Later on, try experimenting with other add-ons, or mouseover macros, to see if you like them more. But get SOMETHING, is my real point here. Because learning how to heal with the standard interface is an exercise in serious masochism. Yes, you can do it--people do it all the time--but in my experience, getting a decent multi-button mouse and some decent raid frames to click on really helped me a lot.
feniks9174 Jun 9th 2010 11:49AM
5's are very easy to heal if you have a half-decent group. Until you get out of Vanilla it'll be rare to find anything in a dungeon that can truly do deadly damage to a clothie (ie One Shot them) and the tank even less so.
It's like playing Whack-a-Mole . . Except it usually pops up in the same place and doesn't move particularly fast.
Jackwraith Jun 9th 2010 12:23PM
45 minutes?! Wow. I've never waited longer than about 15 minutes on 3 different servers (Blackhand, Spirestone, Turalyon) and battlegroups. Granted, waiting 30 seconds as a healer is nice, which is a small part of why my shaman is dual-specced, but the main part is just to enjoy the game from a different angle.
Cliff Jun 9th 2010 2:32PM
Kylenne hit all the right points on this topic. I've leveled a Druid healer (pre-Dungeon Finder) and a Priest this way.
Pulls will often turn into a scrum, simply because some folks don't know what they're doing yet, the tanks don't have all their tools yet or someone is overeager(why is this disproportionately the hunter?).
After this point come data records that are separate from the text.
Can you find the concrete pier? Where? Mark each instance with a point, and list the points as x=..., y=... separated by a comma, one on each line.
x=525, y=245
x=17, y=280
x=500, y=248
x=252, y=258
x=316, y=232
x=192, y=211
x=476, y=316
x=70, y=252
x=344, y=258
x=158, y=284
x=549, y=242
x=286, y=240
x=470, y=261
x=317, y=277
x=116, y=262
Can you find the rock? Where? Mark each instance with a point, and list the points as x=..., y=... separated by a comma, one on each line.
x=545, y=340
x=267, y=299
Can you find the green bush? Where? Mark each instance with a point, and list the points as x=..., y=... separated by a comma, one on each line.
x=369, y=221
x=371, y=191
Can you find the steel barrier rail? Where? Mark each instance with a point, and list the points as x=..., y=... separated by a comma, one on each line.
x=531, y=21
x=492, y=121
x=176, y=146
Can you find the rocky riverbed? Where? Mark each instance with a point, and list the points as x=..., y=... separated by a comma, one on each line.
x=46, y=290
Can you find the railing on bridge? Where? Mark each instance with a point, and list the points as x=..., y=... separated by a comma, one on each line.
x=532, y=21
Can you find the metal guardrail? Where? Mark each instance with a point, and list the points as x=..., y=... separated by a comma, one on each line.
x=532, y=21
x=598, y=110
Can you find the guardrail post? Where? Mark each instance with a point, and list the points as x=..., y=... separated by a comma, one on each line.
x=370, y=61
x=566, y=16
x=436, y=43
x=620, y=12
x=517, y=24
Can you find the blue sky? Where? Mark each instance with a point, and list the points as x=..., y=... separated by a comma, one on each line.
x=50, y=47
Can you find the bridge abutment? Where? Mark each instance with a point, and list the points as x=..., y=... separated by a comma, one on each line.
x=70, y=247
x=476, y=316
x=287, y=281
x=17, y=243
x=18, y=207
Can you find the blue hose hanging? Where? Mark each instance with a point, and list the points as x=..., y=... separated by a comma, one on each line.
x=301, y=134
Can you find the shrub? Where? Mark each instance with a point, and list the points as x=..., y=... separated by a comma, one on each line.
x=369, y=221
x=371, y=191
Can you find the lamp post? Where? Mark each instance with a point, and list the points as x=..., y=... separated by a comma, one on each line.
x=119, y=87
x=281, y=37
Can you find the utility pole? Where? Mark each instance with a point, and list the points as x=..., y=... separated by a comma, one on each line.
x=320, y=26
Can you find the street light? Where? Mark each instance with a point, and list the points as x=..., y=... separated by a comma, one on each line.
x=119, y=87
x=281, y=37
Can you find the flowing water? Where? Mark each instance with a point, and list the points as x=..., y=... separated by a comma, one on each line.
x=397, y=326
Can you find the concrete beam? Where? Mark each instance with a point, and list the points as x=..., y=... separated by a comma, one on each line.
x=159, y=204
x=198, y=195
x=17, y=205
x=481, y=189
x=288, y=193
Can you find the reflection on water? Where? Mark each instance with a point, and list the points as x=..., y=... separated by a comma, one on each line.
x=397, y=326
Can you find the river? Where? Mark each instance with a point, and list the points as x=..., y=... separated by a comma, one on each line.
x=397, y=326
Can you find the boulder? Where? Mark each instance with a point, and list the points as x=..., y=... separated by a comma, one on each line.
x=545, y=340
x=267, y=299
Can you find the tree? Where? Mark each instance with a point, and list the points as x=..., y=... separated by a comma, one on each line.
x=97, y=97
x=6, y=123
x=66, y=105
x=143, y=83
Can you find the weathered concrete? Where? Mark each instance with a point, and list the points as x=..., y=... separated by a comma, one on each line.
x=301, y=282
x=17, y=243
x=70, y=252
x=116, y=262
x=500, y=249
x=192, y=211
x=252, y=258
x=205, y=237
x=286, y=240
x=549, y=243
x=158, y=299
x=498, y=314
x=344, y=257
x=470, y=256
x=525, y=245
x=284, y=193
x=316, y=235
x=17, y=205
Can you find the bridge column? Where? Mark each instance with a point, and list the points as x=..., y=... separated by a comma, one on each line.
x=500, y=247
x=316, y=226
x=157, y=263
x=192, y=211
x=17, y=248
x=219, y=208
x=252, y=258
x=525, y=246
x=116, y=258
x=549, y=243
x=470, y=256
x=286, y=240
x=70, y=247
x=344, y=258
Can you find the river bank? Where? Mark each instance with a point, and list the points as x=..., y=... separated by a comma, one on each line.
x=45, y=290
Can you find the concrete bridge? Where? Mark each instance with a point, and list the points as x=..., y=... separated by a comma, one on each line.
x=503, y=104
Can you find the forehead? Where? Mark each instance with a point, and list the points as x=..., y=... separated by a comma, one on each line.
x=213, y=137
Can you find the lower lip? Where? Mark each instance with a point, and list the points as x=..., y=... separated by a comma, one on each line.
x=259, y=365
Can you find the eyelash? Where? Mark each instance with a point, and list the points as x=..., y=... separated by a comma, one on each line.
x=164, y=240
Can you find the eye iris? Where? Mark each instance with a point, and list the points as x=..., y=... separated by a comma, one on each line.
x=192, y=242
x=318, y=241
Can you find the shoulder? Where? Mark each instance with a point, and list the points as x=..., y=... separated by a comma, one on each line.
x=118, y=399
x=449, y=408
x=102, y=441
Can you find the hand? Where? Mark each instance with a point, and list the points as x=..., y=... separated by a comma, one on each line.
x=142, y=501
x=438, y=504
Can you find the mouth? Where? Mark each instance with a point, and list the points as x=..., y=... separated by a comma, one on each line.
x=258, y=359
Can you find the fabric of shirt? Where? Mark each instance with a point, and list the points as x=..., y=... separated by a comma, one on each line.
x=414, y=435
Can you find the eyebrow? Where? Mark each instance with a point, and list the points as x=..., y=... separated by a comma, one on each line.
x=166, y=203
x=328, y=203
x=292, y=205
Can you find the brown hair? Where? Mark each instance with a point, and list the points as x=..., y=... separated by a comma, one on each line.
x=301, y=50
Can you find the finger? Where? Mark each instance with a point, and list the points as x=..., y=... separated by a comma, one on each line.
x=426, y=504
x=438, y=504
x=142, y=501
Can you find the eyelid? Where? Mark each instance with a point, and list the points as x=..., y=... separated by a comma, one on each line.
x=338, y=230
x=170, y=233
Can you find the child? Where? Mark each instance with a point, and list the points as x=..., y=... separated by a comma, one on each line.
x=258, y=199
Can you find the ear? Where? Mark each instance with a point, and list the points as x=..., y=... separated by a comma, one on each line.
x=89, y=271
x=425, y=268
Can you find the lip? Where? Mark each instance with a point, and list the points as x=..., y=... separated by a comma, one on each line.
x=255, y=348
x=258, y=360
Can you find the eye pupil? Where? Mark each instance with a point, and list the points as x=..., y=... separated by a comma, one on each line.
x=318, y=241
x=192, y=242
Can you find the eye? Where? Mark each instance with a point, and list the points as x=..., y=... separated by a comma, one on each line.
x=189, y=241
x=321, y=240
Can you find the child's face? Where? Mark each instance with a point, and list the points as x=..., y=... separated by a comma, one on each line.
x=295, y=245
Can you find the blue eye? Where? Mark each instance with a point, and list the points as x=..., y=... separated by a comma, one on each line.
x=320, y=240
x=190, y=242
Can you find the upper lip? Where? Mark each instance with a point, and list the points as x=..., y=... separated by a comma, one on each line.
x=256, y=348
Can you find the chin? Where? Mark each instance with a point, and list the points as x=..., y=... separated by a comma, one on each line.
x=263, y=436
Just keep your cool and have the tank as your focus target and you should be fine.
MichaelBerean Jul 19th 2010 8:03PM
I strongly agree with the Healbot recommendation. No setup is required. To figure out what spells occur with which key you can just cast on yourself before the instance starts. An alternative is to click on options at the bottom of the healbot frame, go to the spells tab and click on the radio buttons to see what each mouse button casts.
Also, don’t be afraid to ask your raiding healer guildie friends some questions. I have learned tons this way. Most healers are very happy to try to help people.
Anuillae Jun 10th 2010 8:55AM
obviously not jsut for shorter queues :P But its true that the DPS queues can reach 45 mins on my server
McRaider Jun 10th 2010 10:26AM
My current record with queue time on my resto shaman (now 65, leveled almost purely with dungeons) is about 1h 5 min. Normally I have to wait about 5-15 min to get a group, but that time it happened to be a lot longer.
Of course the best part of that is that right after we're in, the tank says that there's too many plate-users and leaves...
theuberpea Jun 10th 2010 11:59PM
@Cliff
It is disproportionately hunters because DKs start at level 55.
Grokknar Jun 9th 2010 11:13AM
"If you want to win, use Vent.... benefit enormously from voice communication."
I don't use Vent, but I do use voice communication. Does that make me a rubbish healer?